The best drinks to serve on Thanksgiving.

The best drinks to serve on Thanksgiving. Credit: Fotolia

Some guests breeze into Thanksgiving dinner bearing perfectly executed pies. Others — those who, say, might require copious alcohol for the holiday — push through the door with bottles clinking.

I’m in the latter camp. Just as hosts think about food courses, I think in terms of alcohol courses. The drive home notwithstanding, Turkey Day is a chance to foist new bottles on unsuspecting relatives, with the added challenge of giving them something they’ll actually drink (not necessarily wild-yeast cider, as I found out last year).

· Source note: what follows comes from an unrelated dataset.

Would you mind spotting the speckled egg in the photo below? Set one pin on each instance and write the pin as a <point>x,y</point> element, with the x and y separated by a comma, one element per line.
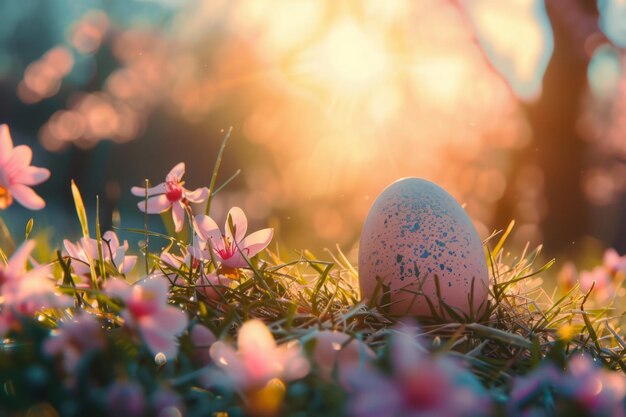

Here are a few suggestions:



The usual: Sparkling wine or lager

Change it up: Sparkling hard cider

To conjure the vibe of the first Thanksgiving in 1621, break out some hard cider. Ciders love on all types of food, especially cheeses, and are lower in alcohol than wine. For $18, Woodside Cider in Aquebogue will fill growlers with one of its rustic hard ciders; the traditional dry is akin to an apple-y Champagne, and the pineapple cider is zesty and astringent. Wölffer Estate’s No. 139 Dry Rose Cider is a lighter, easy-drinker, and more widely available (about $16 for a four-pack).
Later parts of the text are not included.